You have to be KIDding

David Prosser examines the growing concerns surrounding Key Information Documents.

Transparency and disclosure have become ever more important principles for our regulatory authorities. But while few would argue that advisers and investors alike have not benefitted from regulation that requires investment companies to offer much more detailed information about charging structures and performance data, there is growing concern that the latest European Union initiatives on transparency could cause as many problems as they solve.

Last week, Anthony Townsend, chairman of the £1.3bn Finsbury Growth & Income investment company effectively told his shareholders that they should take his projections of future fund performance with a pinch of salt. It might seem bizarre for a fund to warn its investors that they might not receive the level of returns set out in official disclosures, but that’s essentially what Mr Townsend felt compelled to do.

Many advisers will already be aware of the problem. The EU’s Packaged Retail and Insurance-based Investment Products (Priips) rules require investment funds to publish key information documents (KIDs) setting out, among other things, projections for future returns. Many fund managers believe the assumptions and scenarios on which these projections must be based could prove to be woefully inaccurate, in which case investors may end up very disappointed.

Having pointed this out some time ago, investment companies have won the right from the Financial Conduct Authority to issue additional documentation alongside performance projections to provide further clarification; this is what Mr Townsend is now doing. Nevertheless, the underlying difficulty remains: regulation on disclosure introduced with investors’ best interests at heart may actually serve to mislead.

This is not the only issue with which investment companies are currently grappling. The regulation around KIDs requires funds to include the cost of borrowing in the charges declaration they make to investors; but since only investment companies are allowed to take on gearing – this isn’t an option for open-ended funds – the effect may be to create a picture of a sector that is uncompetitive on fees.

At Scottish Mortgage, for example, the ongoing charges figure declared to investors has risen from 0.44 per cent to 0.84 per cent because of the effect of taking gearing costs into account. At Monks investment trust, the figure has risen from 0.59 per cent to 0.86 per cent.

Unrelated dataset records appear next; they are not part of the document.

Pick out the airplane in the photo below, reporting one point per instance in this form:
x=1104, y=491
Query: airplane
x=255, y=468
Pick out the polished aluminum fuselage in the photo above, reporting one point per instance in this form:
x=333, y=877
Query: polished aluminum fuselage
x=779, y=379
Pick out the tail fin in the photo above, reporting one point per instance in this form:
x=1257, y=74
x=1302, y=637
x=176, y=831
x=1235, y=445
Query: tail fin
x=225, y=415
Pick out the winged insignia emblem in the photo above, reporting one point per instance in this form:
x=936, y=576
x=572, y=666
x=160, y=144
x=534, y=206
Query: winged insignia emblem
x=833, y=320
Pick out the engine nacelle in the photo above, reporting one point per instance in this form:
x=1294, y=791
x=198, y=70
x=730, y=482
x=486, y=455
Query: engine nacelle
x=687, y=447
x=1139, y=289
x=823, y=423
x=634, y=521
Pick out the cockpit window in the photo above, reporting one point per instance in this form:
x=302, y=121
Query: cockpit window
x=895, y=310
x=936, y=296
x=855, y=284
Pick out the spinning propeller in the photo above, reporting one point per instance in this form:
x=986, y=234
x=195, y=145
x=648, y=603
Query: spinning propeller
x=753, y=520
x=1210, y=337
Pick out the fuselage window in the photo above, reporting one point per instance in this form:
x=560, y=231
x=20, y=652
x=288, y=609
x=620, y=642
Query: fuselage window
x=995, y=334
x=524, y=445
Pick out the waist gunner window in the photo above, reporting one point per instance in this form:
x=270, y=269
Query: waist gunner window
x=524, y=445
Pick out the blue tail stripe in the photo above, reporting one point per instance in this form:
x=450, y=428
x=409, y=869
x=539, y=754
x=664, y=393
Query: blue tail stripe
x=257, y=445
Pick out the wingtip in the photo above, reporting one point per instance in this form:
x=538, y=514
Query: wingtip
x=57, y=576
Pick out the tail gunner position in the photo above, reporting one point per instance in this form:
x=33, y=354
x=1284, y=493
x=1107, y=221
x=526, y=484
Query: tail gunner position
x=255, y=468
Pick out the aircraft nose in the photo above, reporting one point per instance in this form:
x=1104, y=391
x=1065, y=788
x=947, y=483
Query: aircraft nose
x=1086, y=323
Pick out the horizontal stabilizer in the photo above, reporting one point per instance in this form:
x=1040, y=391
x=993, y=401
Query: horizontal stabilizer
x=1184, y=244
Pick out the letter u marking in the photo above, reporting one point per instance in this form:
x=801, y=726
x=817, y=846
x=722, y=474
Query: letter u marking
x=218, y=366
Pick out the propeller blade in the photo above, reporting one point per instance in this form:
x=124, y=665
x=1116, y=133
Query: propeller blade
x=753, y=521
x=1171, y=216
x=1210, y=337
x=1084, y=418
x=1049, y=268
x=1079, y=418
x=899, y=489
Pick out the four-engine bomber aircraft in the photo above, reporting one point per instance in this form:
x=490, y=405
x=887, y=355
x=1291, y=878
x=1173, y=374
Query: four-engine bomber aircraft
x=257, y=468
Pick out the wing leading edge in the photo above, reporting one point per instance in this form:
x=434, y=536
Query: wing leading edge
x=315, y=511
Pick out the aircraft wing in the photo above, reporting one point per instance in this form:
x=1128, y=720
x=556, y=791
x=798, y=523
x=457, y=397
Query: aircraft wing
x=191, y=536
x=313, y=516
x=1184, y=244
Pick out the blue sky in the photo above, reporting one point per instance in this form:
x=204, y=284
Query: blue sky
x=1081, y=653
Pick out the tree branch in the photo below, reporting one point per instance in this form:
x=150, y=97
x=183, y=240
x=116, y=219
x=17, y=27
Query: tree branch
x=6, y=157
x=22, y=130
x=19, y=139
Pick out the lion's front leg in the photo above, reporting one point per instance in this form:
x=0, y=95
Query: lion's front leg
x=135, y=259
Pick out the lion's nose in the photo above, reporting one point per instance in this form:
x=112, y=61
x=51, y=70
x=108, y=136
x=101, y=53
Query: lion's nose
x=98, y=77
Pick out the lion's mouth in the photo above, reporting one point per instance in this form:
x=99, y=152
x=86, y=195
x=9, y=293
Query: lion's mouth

So what, you might say, given that these are genuine costs incurred by the fund – and thus borne by investors. The problem is that there is no room to declare the plus side of gearing in the charging comparisons – investment companies’ ability to take on borrowing, which boosts returns in a rising market, is a fundamental attraction of the industry. So adding gearing costs to charging disclosures without any opportunity to set out the benefits that may accrue from borrowing really tells only one side of the story.

Ultimately, these are examples of the law of unintended consequences. But while the regulation remains as it is, the responsibility falls on advisers to understand the implications of the rules and to communicate it effectively to their clients.

None of which is to suggest that more disclosure and transparency is a bad idea. But the more information that is made available, the more skill will be required to interpret it properly and make meaningful comparisons. Advisers will need to earn their salt.